The FT further reports that Dijsselbloem's proposal comes amid growing angst in several EU capitals, including Berlin, that recent market calm has led to a flagging of reform efforts in the periphery – particularly in Italy. Many officials worry that, while taxes have been raised and budgets cut in many countries, economies remain structurally uncompetitive. This is because politically difficult liberalisations have lagged behind, making a return to growth more difficult. France, Italy and Greece have come in for particular criticism.
Dijsselbloem's proposal to amend the EU Stability Pact was met with reluctance, especially in the northern European countries, writes the FAZ. Both the European Commission and the Federal Government on Tuesday commented that Dijsselbloem's ideas had in principle already been realised in the recently adopted reform of the Pact. However, the Dutch Minister's proposal seems to seek less a further tightening up of the pact, but rather intends to stimulate the ongoing debate over which European instruments can be used to enforce structural reforms.
The issue of ensuring weaker eurozone economies do not slacken reform efforts was also raised anew at last week’s EU su mmit. Angela Merkel, German Chancellor, again urged "contractual arrangements" between all eurozone governments and Brussels binding them to reform programmes. Only 10 per cent of the recommendations by the Brussels executive to the EU Member States had been implemented in 2012, Angela Merkel criticised at the EU summit. Her claim was backed by Jörg Asmussen, the German representative on the Board of the European Central Bank, who said that with the Stability and Growth Pact, the "in principle correct method of economic policy coordination in Europe" did in fact "not work properly", the Spiegel and EU-info report. EU Monetary Affairs Commissioner Olli Rehn, however, defended the Pact, saying that the European Semester was "an unprecedented deepening of economic integration" and "works": budget deficits had been successfully halved since 2010.
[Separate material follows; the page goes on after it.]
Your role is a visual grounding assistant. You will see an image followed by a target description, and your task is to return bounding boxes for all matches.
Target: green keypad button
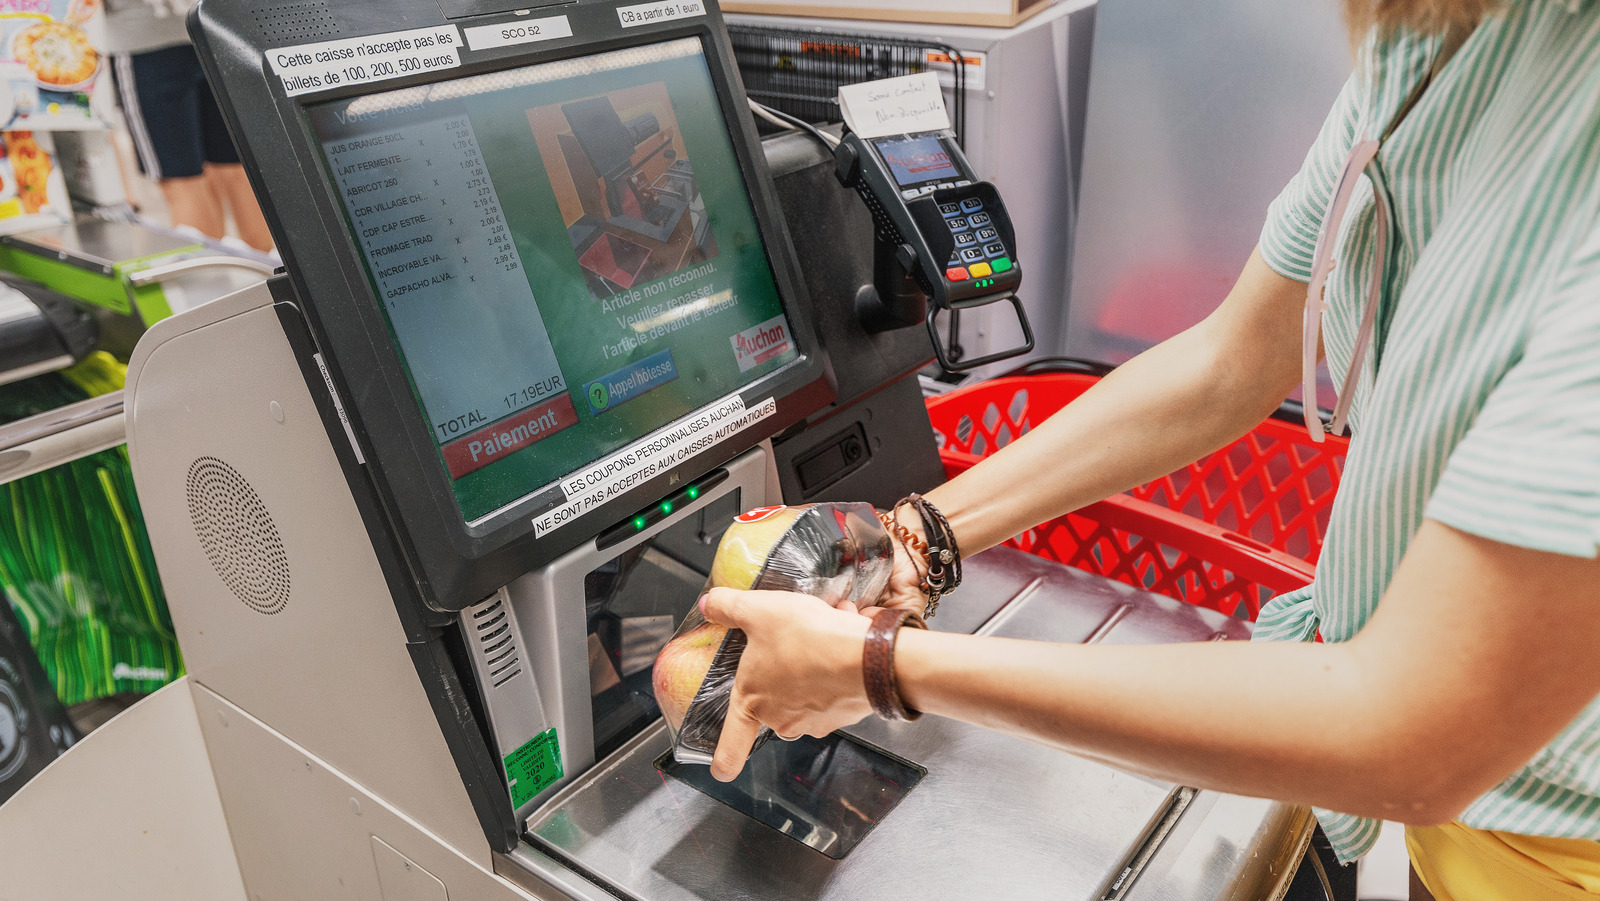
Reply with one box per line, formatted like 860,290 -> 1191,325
992,257 -> 1013,273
Although the idea of such contracts had fallen out of favour since being raised by the European Commission last year, EU leaders agreed on Friday that their "main features" will be addressed at their December summit. Mr Dijsselbloem said his proposal was not intended as an alternative to the German-proposed "contracts" but followed the same line of thinking. In practice, however, it should be easier to enforce, writes the FAZ, as it would not involve treaty change.
Angela Merkel's proposals for giving the EU greater powers over eurozone members’ national budgets to EU Council President Herman Van Rompuy (a move which would require EU Treaty change) was also addressed by OpenEurope two weeks ago. They wrote that Merkel will reportedly insist on legally enforceable contracts between the Commission and individual Member States, setting out their obligations for maintaining budgetary discipline and improved competitiveness. In return, Germany could agree to a eurozone budget which would amount to tens of billions. The issue of treaty change remains contentious and might be "the opening that David Cameron has been looking for to force through EU reforms" but remains highly unpopular in France.